Ze względu na obszerność tej publikacji nie sposób streścić wszystkich poruszanych w niej wątków, skupię się więc na tym, co mnie szczególnie poruszyło, czyli na śledztwach pana Ostrowskiego. Autor z niebywałą sumiennością, prawdopodobnie przy udziale wielkich nakładów pracy i czasu, analizuje dawne i nowo odkryte dokumenty (listy, zeznania ludzi, którzy byli blisko z rodziną Brontë), a także bada twórczość Branwella, bardzo przekonująco udowadniając, że to on napisał Wichrowe Wzgórza. Wskazują na to nie tylko relacje świadków pierwszego czytania fragmentów powieści, ale też świadkowie wielkiego ujawnienia się Ellisa Bella, a przede wszystkim wcześniejsze dokonania literackie brata Brontë oraz jego burzliwa biografia. Będący świadkiem śmierci starszej siostry Marii, swojej duchowej patronki i artystycznej muzy, kochający lokalny koloryt i dialekt z Yorkshire, a także cierpiący z powodu niemożliwej miłości do pani Robinson, młodzieniec wydaje się znacznie bardziej prawdopodobnym autorem niż cicha i spokojna Emily, która, logicznie rzecz biorąc, nie mogła za wiele wiedzieć ani o namiętnej miłości, ani o opisywanym w powieści świecie męskich uciech. Jak to się zatem stało, że ślepi na jawne dowody, czytelnicy i historycy literatury tak chętnie ulegli stworzonej przez Charlotte legendzie o trzech siostrach?

„W odbiorze dzieła literackiego wiele zależy od naszej woli. Któż mógł dać lepszy patronat kiełkującemu ruchowi feministycznemu niż anonimowa kobieta, niby to cicha, a kryjąca w sobie bestię”.

Choć Emily w roli autorki to spora kontrowersja, to jednak dla Charlotty zapewne mniejsza niż widziany w tej roli brat, którego pod koniec życia uważała za zdeprawowanego pijaka i narkomana, który zmarnował sobie życie, pogrzebał wiele talentów i zniszczył pokładane w nim nadzieje całej rodziny. Mnie osobiście, choć żałuję Branwella, przekonuje pomysł tej małej sprytnej kobietki, bo Wichrowe Wzgórza, o których od razu byłoby wiadomo, że napisał je mężczyzna, byłyby odbierane już zupełnie inaczej niż z imieniem tajemniczej Emily na okładce.

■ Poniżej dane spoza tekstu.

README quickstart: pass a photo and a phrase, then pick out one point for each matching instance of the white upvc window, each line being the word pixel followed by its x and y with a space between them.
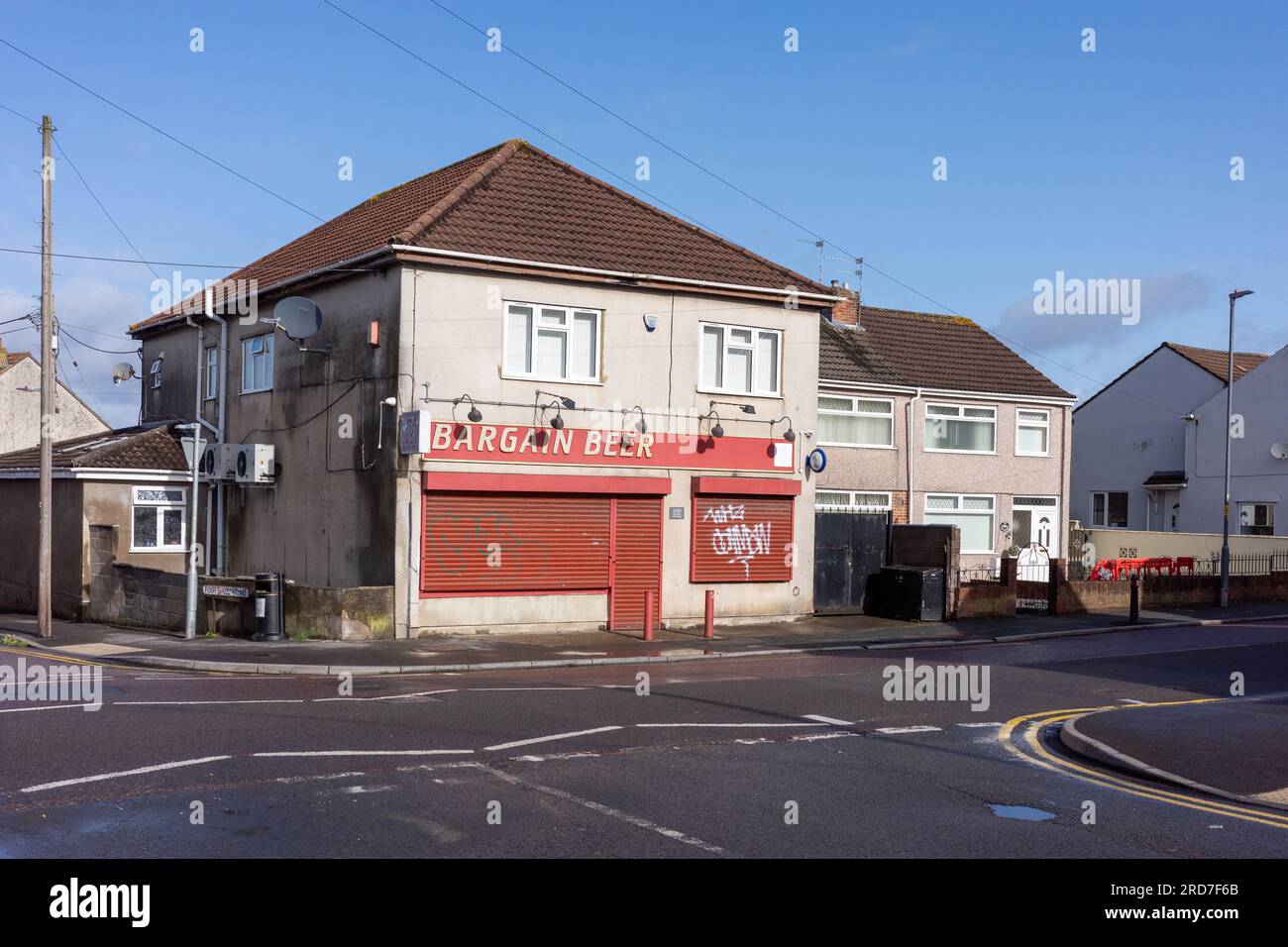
pixel 857 500
pixel 961 428
pixel 1031 433
pixel 739 360
pixel 844 421
pixel 552 343
pixel 158 521
pixel 211 372
pixel 971 513
pixel 258 364
pixel 1109 509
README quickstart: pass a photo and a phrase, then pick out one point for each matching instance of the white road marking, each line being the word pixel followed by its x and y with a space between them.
pixel 386 697
pixel 360 753
pixel 674 834
pixel 526 688
pixel 141 771
pixel 191 703
pixel 44 706
pixel 553 736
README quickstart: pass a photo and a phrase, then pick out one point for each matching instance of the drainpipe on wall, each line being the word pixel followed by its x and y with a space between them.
pixel 909 425
pixel 222 522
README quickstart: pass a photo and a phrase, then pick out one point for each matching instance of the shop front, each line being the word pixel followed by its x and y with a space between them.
pixel 529 528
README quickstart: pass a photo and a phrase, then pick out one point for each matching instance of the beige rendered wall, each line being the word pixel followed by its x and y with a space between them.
pixel 452 339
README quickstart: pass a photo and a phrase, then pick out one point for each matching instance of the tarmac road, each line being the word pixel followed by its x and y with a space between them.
pixel 765 757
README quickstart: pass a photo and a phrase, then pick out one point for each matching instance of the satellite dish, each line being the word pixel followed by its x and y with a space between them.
pixel 121 371
pixel 299 317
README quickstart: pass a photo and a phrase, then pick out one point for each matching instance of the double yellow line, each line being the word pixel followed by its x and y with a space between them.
pixel 1031 724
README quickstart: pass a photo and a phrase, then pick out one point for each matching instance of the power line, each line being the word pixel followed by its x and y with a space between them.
pixel 112 219
pixel 159 131
pixel 124 260
pixel 25 118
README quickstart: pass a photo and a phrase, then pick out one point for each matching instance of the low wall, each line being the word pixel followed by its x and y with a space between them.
pixel 1170 591
pixel 1131 544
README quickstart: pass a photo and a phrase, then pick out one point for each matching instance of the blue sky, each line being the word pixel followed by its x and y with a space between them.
pixel 1113 163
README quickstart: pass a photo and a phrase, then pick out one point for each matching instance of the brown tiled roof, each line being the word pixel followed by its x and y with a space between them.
pixel 1216 361
pixel 125 449
pixel 919 350
pixel 516 201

Drugie śledztwo, które niesamowicie mnie zaintrygowało, to dochodzenie w sprawie przyczyn śmierci całego rodzeństwa. Czytaliśmy już o teorii mówiącej o gruźlicy, która zabrała nie tylko czwórkę piszących Brontë, ale także ich dwie najstarsze siostry. Były podejrzenia nowotworu, a także zatrucia trupimi oparami z cmentarza, znajdującego się niemal pod oknami sypialni Brontë. Tym razem Eryk Ostrowski wysnuwa przypuszczenie, że wszyscy Brontë mogli mieć mukowiscydozę i naprawdę trudno się nie zgodzić, że rzeczywiście cierpieli na tę dziedziczną przypadłość.

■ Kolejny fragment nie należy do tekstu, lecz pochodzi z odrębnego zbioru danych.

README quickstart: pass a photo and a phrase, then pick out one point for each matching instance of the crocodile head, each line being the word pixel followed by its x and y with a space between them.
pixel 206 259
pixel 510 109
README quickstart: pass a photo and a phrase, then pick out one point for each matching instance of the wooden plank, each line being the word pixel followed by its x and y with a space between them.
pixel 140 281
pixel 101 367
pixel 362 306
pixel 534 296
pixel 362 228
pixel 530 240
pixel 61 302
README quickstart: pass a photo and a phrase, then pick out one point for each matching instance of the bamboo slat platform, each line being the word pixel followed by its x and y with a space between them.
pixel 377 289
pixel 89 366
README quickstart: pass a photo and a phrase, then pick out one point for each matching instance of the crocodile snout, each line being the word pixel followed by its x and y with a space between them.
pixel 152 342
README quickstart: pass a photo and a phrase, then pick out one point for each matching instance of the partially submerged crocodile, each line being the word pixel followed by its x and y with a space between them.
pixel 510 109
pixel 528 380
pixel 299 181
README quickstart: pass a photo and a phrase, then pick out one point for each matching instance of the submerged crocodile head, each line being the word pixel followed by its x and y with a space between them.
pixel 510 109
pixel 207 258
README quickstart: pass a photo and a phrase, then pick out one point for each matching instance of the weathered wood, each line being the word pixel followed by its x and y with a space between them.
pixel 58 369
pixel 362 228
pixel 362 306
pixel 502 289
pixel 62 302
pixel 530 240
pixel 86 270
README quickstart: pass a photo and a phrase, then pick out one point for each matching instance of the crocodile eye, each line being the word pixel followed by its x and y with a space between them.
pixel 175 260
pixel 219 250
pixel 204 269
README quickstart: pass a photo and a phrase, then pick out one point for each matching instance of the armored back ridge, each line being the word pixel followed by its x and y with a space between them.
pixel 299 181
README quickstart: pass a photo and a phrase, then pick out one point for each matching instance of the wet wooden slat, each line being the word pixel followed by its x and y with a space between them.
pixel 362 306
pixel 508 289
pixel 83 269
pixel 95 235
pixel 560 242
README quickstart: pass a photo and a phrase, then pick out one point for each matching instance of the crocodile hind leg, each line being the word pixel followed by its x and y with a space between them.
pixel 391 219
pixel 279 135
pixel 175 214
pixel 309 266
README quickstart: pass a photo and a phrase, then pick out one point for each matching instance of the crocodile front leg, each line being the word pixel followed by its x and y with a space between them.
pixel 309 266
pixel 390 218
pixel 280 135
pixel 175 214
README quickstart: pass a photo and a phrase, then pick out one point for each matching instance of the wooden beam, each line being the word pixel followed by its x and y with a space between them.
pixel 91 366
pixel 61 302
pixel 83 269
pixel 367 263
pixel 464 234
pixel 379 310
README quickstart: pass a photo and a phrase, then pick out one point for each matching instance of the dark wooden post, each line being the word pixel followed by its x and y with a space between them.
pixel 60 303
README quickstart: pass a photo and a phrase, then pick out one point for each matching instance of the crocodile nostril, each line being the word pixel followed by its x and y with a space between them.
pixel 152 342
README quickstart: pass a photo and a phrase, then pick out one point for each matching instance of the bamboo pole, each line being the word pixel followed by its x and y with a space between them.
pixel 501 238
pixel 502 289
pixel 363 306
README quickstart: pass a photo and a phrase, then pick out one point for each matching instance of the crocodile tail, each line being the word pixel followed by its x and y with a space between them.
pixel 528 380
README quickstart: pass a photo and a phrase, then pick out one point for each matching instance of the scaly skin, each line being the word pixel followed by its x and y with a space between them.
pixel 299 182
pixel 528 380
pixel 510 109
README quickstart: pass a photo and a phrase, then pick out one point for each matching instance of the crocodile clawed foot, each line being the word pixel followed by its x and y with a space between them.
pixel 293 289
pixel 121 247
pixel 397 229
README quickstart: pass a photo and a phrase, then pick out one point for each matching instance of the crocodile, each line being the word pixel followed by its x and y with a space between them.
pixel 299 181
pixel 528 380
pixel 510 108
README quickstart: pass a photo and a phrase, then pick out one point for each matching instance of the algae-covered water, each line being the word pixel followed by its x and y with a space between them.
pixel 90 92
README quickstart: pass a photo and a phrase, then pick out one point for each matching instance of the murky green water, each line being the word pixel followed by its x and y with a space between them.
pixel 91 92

Osobne już dociekania dotyczą historii miłosnych, w które wikłało się rodzeństwo, a nawet tego, jak wyglądali. Ileż byśmy dziś dali by mieć więcej ich zdjęć lub choćby by zachowały się w lepszej formie podobizny Branwella. Cóż, zostają jeszcze jego szkice, mówiące bardzo dużo o jego osobowości.

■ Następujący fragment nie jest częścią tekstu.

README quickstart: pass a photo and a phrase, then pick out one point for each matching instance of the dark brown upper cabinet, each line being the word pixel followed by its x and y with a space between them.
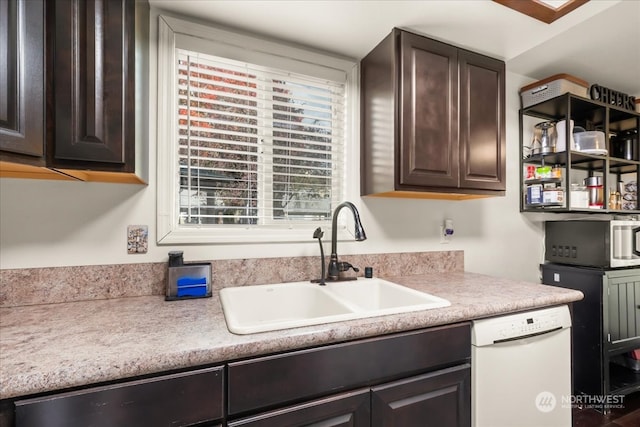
pixel 22 81
pixel 89 54
pixel 432 120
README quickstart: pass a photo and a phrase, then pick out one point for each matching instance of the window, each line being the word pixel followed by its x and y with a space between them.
pixel 251 137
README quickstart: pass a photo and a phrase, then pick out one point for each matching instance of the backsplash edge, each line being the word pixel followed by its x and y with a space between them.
pixel 50 285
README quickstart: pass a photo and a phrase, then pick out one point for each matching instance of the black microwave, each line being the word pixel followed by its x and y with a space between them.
pixel 593 243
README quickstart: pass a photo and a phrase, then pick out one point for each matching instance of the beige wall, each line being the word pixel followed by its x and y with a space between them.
pixel 48 224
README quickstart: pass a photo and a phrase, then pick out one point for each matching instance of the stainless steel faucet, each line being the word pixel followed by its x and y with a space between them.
pixel 336 267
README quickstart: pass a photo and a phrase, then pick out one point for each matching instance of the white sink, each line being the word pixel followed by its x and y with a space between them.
pixel 261 308
pixel 384 297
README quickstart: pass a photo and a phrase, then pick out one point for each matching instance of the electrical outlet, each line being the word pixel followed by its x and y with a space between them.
pixel 137 239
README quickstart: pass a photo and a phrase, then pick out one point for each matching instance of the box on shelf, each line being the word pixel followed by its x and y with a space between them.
pixel 551 87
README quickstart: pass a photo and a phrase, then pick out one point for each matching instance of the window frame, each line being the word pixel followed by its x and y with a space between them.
pixel 174 32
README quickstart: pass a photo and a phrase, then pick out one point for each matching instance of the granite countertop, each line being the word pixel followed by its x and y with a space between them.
pixel 56 346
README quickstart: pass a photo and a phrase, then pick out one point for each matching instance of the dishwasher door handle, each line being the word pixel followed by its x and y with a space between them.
pixel 521 337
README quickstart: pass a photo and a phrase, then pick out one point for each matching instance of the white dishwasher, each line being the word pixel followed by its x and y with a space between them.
pixel 521 369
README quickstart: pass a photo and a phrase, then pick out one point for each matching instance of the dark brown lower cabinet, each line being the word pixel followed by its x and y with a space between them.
pixel 174 400
pixel 344 410
pixel 417 378
pixel 438 399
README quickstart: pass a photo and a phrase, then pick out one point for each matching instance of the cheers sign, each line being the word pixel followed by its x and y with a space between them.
pixel 613 97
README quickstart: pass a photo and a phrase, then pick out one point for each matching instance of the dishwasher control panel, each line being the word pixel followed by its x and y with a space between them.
pixel 519 325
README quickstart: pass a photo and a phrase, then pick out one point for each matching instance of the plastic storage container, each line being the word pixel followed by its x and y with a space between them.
pixel 591 142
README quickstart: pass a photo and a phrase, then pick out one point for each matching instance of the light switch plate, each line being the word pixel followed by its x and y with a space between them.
pixel 137 239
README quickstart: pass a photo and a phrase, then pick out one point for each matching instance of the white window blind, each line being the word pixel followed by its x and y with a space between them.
pixel 256 146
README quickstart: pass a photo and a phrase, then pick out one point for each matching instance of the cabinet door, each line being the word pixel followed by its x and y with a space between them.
pixel 344 410
pixel 482 126
pixel 22 78
pixel 623 310
pixel 429 115
pixel 438 399
pixel 93 80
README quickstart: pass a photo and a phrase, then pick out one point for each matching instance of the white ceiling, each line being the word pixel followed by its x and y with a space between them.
pixel 598 42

Książka Eryka Ostrowskiego dostarcza nam nie tylko ogromu wiedzy na temat biografii najbardziej utalentowanej rodziny w historii nie tylko angielskiej literatury, ale także umożliwia nam obcowanie z ich mało znanymi literackimi dokonaniami. Choć oceniam tę książkę wyżej niż Charlotte Brontë i jej siostry śpiące, to w tym miejscu jestem wam winna ostrzeżenie, gdyż jeżeli nie jesteście wielkimi wielbicielami epickich poematów czy dziewiętnastowiecznej poezji wizyjnej, to niektóre próbki twórczości mogą sprawić, że o Brontë będziecie myśleć już mniej pozytywnie. Tak jak Jane Eyre czy Wichrowe Wzgórza z wdziękiem opierają się czasowi i są coraz chętniej czytane i filmowane, tak poezja (w moim subiektywnym odczuciu) nie starzeje się już tak korzystnie i niedługo będzie dla zwykłych czytelników zupełnie niezrozumiała.

Mniej sympatii mam do tej rodziny także jeśli chodzi o cnotę i rodzinne więzi. Dotyczy to szczególnie Charlotty, która prywatnie romansowała i knuła, a w Jane Eyre wystawia bohaterce pomnik kryształowej moralności, surowo oceniając każde odstępstwo od specyficznie przez nią pojmowanych praw bożych. Ta sama Charlotta, zapominając jakby o własnych przywarach, odsuwa Branwell i tworzy jego negatywny mit, a narzędziem w tym dziele jest sławna wyobraźnia, ujawniająca się w barwnych listach na temat brata. Tyle pracy wykonanej w tak złej sprawie… W dodatku nie sposób nie zadawać sobie pytania o to, jak tak inteligentna osoba mogła tak długo nie widzieć, że dzieli dom z bardzo chorym, wprost umierającym człowiekiem, którego ma za alkoholika i histeryka, i któremu zamiast miłości okazuje wzgardę w ostatnich dniach.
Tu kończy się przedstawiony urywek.